Americans aren't mixing with people in different income brackets or leaving their neighborhoods as much as they did before the pandemic
Policy1 min read
  • A new study says Americans are mixing with each other and exploring their cities less frequently.
  • Researchers at MIT studied the movements of people in Dallas, Boston, Seattle, and Los Angeles.

Americans are mixing with each other and exploring the cities they live in less frequently since the COVID-19 pandemic hit, researchers at the Massachusetts Institute of Technology reported in a recent study.

The researchers tracked the cellphone data of more than one million people in Boston, Dallas, Seattle, and Los Angeles from January 2019 to December 2021. They said that people were much less likely to visit neighborhoods where residents make significantly more or less money than they did.

These interactions between people of different socioeconomic backgrounds dropped by up to 30%.

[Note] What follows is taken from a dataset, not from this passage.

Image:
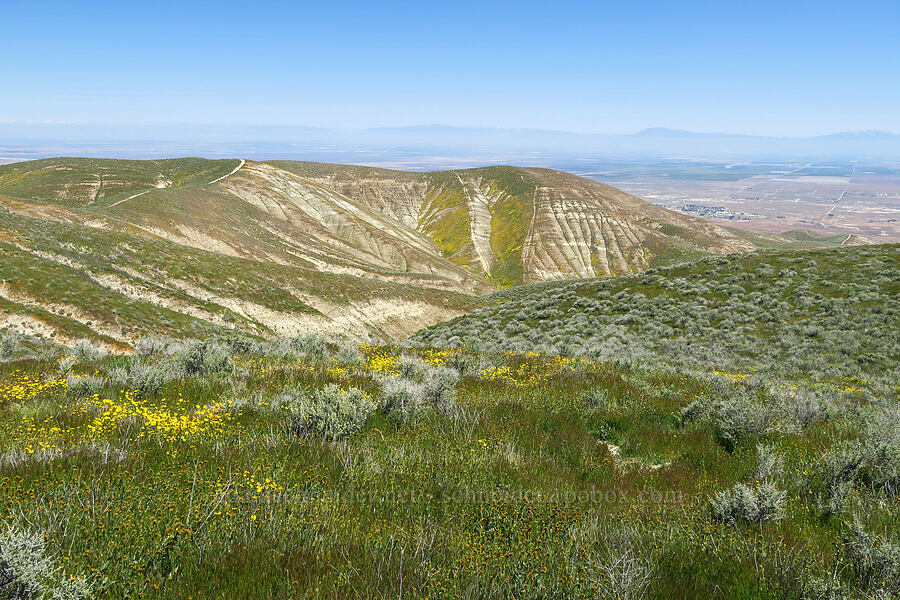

Once the pandemic hit in the spring of 2020, people became much less likely to explore new places — a trend that continued through the end of 2021. The study's authors chalked this up to behavior change — including remote work and online shopping — which was prompted or exacerbated by the pandemic.

"Income diversity of urban encounters decreased during the pandemic, and not just in the lockdown stages," Takahiro Yabe, a coauthor of the study and a postdoctoral associate at the MIT Media Lab, said in a statement. "It decreased in the long term as well, after mobility patterns recovered."

The study tracked visits to 433,000 "point of interest" locations, including museums, parks, coffee shops, and grocery stores. The researchers used Census data to categorize people into four income brackets based on their average income in the census block.

Los Angeles saw the largest drop in diverse interactions, while Dallas — where pandemic restrictions were the least severe — saw the smallest change.

The study's authors told Bloomberg's CityLab that they hoped cities would use their research to inform policy interventions and reduce segregation.

"Maybe after we realize what is happening to the diversity in our cities, we will see major changes in urban interventions, transportation, developments to alleviate this problem," Esteban Moro, a coauthor of the study and a researcher at MIT's Sociotechnical Systems Research Center, told CityLab. "But it is going to take much more time than three years."